Narkosearzt:Bewährungsstrafe wegen Tod eines Kindes

EIn Arzt verwendete entgegen der Vorschrift Narkosemittel mehrfach. Weil ein kleines Mädchen deswegen starb, bekam er zwei Jahre auf Bewährung.

Wegen eines tödlichen Kunstfehlers bei der Zahnbehandlung eines dreijährigen Mädchens hat das Landgericht Ellwangen am Mittwoch einen Narkose-Arzt zu zwei Jahren Haft auf Bewährung verurteilt.

Richter Hans-Joachim Neun sagte, der Angeklagte gegen die Regeln der ärztlichen Kunst verstoßen. Er habe entgegen den Vorschriften ein bereits einmal eingesetztes, mit Bakterien verschmutztes Narkosemittel verwendet.´

Das Gericht verurteilte den 54-jährigen Arzt wegen Körperverletzung mit Todesfolge und vorsätzlicher Körperverletzung. Als Bewährungsauflage verhängte es eine Geldbuße von 15.000 Euro. Das Geld muss der Mann an soziale Einrichtungen zahlen.

Damit folgte die Strafkammer weitgehend dem Antrag der Staatsanwaltschaft. Die Verteidigung hatte auf Freispruch plädiert.
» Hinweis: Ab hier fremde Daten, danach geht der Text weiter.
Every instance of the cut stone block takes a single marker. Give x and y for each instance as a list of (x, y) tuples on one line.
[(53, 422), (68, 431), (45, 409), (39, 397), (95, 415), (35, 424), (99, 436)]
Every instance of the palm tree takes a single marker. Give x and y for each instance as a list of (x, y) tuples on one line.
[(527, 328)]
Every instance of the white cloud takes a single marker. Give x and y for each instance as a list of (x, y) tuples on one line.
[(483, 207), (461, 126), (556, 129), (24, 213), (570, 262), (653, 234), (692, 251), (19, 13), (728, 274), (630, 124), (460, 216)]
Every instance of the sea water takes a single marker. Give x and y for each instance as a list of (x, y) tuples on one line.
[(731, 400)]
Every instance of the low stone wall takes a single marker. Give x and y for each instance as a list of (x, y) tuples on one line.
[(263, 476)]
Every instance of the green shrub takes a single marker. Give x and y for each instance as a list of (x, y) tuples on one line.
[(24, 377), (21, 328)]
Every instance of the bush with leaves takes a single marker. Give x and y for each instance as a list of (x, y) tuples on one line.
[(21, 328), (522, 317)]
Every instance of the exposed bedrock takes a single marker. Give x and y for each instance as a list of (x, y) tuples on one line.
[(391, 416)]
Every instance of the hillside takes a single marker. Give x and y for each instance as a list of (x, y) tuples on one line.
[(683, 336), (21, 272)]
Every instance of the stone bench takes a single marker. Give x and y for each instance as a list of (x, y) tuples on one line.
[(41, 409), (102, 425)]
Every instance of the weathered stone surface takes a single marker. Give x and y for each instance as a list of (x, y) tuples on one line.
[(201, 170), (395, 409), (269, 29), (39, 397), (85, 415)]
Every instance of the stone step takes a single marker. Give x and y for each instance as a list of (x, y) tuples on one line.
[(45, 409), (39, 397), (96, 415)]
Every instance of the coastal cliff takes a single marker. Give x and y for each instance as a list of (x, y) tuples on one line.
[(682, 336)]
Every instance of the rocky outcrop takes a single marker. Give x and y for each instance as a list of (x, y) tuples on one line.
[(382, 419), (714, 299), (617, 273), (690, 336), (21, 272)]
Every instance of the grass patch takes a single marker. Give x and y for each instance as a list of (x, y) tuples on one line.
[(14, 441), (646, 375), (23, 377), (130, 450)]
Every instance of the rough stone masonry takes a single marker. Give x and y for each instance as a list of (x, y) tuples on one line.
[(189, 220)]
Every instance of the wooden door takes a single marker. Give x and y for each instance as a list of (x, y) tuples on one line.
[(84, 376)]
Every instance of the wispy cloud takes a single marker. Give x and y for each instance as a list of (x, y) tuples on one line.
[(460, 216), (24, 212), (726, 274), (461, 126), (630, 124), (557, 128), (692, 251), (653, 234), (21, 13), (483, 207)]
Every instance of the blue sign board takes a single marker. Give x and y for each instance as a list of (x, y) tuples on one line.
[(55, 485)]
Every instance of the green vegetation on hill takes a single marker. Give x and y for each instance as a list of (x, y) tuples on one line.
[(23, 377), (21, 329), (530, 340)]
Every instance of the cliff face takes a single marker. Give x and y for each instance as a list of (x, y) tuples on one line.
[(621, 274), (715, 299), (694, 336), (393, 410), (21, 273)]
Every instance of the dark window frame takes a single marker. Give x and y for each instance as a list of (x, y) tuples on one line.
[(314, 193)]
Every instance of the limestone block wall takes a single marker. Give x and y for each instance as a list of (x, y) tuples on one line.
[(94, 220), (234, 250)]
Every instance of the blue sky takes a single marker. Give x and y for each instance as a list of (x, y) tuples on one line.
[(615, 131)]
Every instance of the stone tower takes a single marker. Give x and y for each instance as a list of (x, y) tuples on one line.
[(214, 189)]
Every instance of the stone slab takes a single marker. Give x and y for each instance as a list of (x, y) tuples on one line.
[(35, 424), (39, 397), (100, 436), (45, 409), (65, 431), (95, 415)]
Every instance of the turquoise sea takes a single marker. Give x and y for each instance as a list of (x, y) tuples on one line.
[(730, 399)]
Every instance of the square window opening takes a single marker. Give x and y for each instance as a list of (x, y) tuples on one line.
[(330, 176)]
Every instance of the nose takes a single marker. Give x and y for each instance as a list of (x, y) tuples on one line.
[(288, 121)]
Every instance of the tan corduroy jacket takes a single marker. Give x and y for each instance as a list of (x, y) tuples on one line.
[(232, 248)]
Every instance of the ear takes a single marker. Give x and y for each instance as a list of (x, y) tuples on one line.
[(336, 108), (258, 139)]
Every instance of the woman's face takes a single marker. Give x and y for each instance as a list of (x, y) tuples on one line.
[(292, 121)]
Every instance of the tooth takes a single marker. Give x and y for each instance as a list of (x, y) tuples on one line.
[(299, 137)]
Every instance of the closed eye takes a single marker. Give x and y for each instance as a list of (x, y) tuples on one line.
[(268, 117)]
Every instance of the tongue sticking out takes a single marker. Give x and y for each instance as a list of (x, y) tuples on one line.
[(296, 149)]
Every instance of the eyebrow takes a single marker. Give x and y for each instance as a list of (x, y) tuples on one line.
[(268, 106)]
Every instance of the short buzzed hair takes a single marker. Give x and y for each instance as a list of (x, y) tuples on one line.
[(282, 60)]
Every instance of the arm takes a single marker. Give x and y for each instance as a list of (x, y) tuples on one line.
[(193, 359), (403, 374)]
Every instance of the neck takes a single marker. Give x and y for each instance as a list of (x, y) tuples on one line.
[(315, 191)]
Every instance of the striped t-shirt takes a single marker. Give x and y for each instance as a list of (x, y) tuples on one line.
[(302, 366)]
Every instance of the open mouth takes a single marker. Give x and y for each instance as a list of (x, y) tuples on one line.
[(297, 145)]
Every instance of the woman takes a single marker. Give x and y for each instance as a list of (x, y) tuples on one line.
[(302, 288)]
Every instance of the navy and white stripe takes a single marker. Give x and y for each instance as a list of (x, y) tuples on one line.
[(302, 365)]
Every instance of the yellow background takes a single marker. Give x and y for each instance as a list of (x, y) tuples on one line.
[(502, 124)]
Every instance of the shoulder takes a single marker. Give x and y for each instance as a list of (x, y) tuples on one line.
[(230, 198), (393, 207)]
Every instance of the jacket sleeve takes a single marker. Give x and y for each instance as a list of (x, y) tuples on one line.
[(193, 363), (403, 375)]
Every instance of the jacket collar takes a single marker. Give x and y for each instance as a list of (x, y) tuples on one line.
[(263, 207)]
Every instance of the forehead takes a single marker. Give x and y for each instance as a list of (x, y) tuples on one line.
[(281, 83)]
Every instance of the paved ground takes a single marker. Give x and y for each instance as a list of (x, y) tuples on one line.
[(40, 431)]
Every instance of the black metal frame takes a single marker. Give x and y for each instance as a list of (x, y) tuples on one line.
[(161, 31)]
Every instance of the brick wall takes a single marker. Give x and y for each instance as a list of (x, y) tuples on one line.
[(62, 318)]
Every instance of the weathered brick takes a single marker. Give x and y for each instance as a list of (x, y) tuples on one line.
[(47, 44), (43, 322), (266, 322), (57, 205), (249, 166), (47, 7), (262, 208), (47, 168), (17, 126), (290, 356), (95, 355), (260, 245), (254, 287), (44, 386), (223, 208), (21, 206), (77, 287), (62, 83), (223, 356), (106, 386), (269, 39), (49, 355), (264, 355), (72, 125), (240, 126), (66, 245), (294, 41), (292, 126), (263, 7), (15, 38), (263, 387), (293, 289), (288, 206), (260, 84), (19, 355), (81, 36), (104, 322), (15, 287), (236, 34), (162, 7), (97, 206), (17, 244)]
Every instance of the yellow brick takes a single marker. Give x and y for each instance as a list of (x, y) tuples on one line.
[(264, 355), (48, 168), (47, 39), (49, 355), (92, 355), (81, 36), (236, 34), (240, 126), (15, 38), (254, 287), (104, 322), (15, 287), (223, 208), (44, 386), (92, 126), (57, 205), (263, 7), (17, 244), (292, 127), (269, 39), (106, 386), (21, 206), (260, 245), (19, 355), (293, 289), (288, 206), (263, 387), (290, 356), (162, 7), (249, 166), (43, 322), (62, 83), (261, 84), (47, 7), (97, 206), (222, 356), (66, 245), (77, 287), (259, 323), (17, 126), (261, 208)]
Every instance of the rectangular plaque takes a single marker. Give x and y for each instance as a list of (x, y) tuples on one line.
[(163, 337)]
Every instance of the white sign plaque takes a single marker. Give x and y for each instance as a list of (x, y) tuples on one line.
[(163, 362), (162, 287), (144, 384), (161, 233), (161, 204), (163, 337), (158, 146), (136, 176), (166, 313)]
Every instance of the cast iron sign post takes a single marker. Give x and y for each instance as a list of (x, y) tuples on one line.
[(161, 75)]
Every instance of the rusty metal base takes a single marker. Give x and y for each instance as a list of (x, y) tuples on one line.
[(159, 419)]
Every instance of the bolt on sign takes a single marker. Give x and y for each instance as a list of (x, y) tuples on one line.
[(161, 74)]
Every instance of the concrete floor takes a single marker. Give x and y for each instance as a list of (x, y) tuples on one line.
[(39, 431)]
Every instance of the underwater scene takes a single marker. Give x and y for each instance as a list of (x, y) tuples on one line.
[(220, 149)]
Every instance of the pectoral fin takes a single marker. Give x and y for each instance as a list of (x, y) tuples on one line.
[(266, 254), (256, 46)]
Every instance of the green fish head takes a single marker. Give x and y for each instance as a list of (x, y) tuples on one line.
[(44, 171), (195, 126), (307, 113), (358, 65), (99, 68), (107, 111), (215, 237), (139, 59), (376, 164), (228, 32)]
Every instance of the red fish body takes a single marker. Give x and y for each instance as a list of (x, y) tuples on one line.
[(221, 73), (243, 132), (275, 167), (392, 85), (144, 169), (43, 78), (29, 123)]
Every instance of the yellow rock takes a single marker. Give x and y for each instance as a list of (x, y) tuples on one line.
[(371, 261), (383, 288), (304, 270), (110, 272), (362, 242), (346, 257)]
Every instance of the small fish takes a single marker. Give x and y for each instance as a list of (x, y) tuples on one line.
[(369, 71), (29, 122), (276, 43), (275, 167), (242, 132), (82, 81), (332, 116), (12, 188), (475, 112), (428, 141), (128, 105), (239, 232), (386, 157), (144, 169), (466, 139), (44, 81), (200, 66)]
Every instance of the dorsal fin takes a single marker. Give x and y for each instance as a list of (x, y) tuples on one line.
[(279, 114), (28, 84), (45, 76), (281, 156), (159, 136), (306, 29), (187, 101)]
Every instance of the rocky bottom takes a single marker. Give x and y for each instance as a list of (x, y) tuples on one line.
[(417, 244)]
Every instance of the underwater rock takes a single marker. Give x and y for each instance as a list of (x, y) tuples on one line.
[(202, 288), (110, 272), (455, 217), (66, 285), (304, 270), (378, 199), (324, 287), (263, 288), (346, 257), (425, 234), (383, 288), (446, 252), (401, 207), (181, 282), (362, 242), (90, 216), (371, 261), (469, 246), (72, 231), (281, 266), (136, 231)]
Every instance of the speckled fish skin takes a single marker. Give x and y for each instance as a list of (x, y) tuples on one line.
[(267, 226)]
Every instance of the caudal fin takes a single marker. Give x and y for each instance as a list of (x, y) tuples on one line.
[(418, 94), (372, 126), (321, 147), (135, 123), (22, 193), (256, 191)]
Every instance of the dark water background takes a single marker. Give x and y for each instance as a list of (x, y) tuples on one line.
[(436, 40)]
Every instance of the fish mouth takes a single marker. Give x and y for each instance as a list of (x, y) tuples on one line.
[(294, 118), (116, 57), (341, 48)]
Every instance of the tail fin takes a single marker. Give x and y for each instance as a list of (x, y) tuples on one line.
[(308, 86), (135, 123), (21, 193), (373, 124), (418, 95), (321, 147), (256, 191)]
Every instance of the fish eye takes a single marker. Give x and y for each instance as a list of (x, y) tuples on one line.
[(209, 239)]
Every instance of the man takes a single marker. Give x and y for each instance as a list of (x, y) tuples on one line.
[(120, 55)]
Kleines Mädchen starb an Kreislaufzusammenbruch

Nach Auffassung des Gerichts hatte der heute 54 Jahre alte Anästhesist am 23. Oktober 2002 in der Praxis einer Zahnärztin eine bereits einmal verwendete Narkoselösung eingesetzt, obwohl dies nach der Herstelleranweisung nicht geschehen durfte.

Die kleine Sina-Mareen starb innerhalb von zwölf Stunden im Krankenhaus in Bad Mergentheim an einem Kreislaufzusammenbruch. Am selben Tag erkrankte ein weiterer Patient des Facharztes, ein 42-jähriger Mann, nach einer ambulanten Narkose. Er konnte gerettet werden.

Der Vorsitzende Richter Neun sagte, auf der Packung des Narkosemittels und auf der Flasche habe es deutliche Hinweise gegeben, dass man das Mittel nur einmal verwenden durfte. Man habe den Eindruck, dass der Mediziner das Schicksal geradezu herausgefordert habe.

Gedankenloses Handeln

Er habe aber außer Acht gelassen, dass es um das Schicksal von Patienten gegangen sei. Die Gratwanderung sei in vielen Fällen gut gegangen. Bei dem Mädchen habe das Ganze aber in einer Katastrophe geendet.

Der Mediziner habe gedankenlos gehandelt, sagte Neun. Bereits in den 80er Jahren des vergangenen Jahrhunderts seien in den USA erste Fälle von Infektionen durch das Narkosemittel bekannt geworden, wenn es unsachgemäß angewendet worden sei. Jedoch sei offenbar eine Mehrfachverwendung von Narkosemittel durch die Ärzte nicht unüblich, sagte Neun.

Der Narkose-Arzt nahm das Urteil ohne sichtbare Regung auf. Er hatte seine Unschuld beteuert. Er räumte zwar eine mehrmalige Verwendung der Narkoselösung ein. Er habe aber den Gummipfropfen auf der Flasche desinfiziert, ehe er eine Spritze hinein gestochen habe.

Der Arzt hatte erklärt, es sei möglich, dass das Mädchen durch eine "Allergie oder Keime, die durch kaputte Zellen in den Blutkreislauf gekommen sind", gestorben sei. Schließlich sei der Kariesbefall bei der Dreijährigen immens gewesen.

Die Mutter des Mädchens sagte, das Urteil sei "nicht wirklich eine Strafe" für den Arzt. Ihre Tochter sei tot. Sie werde den Schuldspruch akzeptieren.

Welche Folgen das Urteil für die Zulassung des Mediziners hat, war zunächst unklar.